In other legalities:
• The Supreme Court of Texas has ruled that hospitals providing Medicare-related services can seek reimbursement in state court without first being forced to pursue costly and time-consuming reviews through "the federal administrative machinery."
"This is a huge victory for health care providers," said attorney Scott Clearman of Houston-based McClanahan & Clearman, who represents five area hospital systems in their case agains Aetna (Hartford, Connecticut). "It's not often that the Texas Supreme Court rules against insurance companies.
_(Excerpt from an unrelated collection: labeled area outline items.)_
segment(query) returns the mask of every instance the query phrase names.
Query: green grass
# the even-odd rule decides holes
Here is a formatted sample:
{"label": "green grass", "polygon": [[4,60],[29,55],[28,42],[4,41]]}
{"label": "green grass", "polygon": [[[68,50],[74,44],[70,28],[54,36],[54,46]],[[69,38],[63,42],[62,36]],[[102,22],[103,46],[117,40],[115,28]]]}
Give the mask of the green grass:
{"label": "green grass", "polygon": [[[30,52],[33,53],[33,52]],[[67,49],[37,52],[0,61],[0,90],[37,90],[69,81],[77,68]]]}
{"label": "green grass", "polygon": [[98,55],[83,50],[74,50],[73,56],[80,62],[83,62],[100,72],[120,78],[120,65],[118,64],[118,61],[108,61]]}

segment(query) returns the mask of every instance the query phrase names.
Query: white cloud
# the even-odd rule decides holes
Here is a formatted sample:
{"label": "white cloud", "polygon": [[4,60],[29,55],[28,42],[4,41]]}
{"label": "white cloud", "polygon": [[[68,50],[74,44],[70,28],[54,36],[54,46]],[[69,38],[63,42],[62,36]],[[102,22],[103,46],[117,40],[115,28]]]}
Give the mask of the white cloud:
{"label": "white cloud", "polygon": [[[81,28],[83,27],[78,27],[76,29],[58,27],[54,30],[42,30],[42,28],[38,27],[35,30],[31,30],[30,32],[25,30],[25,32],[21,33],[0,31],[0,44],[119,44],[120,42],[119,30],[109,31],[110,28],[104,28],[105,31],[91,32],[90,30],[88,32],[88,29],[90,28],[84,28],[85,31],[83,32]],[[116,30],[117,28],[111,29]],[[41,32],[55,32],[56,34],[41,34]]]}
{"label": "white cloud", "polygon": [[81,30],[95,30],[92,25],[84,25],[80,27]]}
More important, this decision puts a little more certainty in the healthcare system and that's good for everyone."
Clearman represents Christus Health Gulf Coast, Christus Health Southeast Texas, Gulf Coast Division Inc, Memorial Hermann Hospital System, and Baptist Hospitals of Southeast Texas.
In the late 1990's, the hospitals contracted with North American Medical Management of Texas (NAMM; Nederland, Texas). NAMM received payments from NYLCare, a subsidiary owned by Aetna to provide healthcare services under the Medicare+Choice program. Medicare+Choice was established in 1997 to provide Medicare beneficiaries with a wider range of health plan choices.
In a state court lawsuit, the hospitals alleged that NAMM grossly mismanaged its accounting and, ultimately, ceased paying the hospitals for their services. The hospitals claimed that Texas law made Aetna responsible for $13,967,759.19 in unpaid service fees once NAMM was placed into supervised conservatorship by the Texas Department of Insurance.
Initially, the trial court dismissed the lawsuit, finding that the dispute was governed exclusively by the federal Medicare Act. That ruling meant that the hospitals had no other remedy but to pursue their 6,000 individual claims through a lengthy federal administrative process. A Texas court of appeals affirmed the trial court decision.
However, the Texas Supreme Court found that "requiring Hospitals to exhaust administrative remedies before coverage decisions have been made would turn the administrative scheme on its head ... ."
The court reversed the court of appeals decision and remanded the case to the trial court to determine Aetna's contractual obligations to the hospitals.
• DaVita (El Segundo, California) reported that it received a copy of a civil complaint filed in U.S. District Court for the Central District of California by plaintiff Sheet Metal Workers National Health Fund. The complaint names as defendants Amgen (Thousand Oaks, California), Fresenius Medical Care Holdings (Bad Homburg, Germany) and DaVita.
The complaint, which has not yet been served on DaVita, is styled as a request for class action and alleges claims against DaVita relating to the administration and use of Epogen. The complaint's principal allegations against DaVita are that Epogen was administered to hemodialysis patients intravenously, as opposed to subcutaneously, and that Epogen was over-utilized.
DaVita said it administers Epogen only pursuant to a physician's order, and the physician determines both the dosage amount and route of administration of Epogen. Also, the FDA-approved package insert for Epogen recommends that Epogen be administered intravenously for patients on hemodialysis.
DaVita said it intends to vigorously defend the plaintiffs' claims and allegations contained in the complaint.
DaVita is a provider of dialysis services for patients suffering from chronic kidney failure.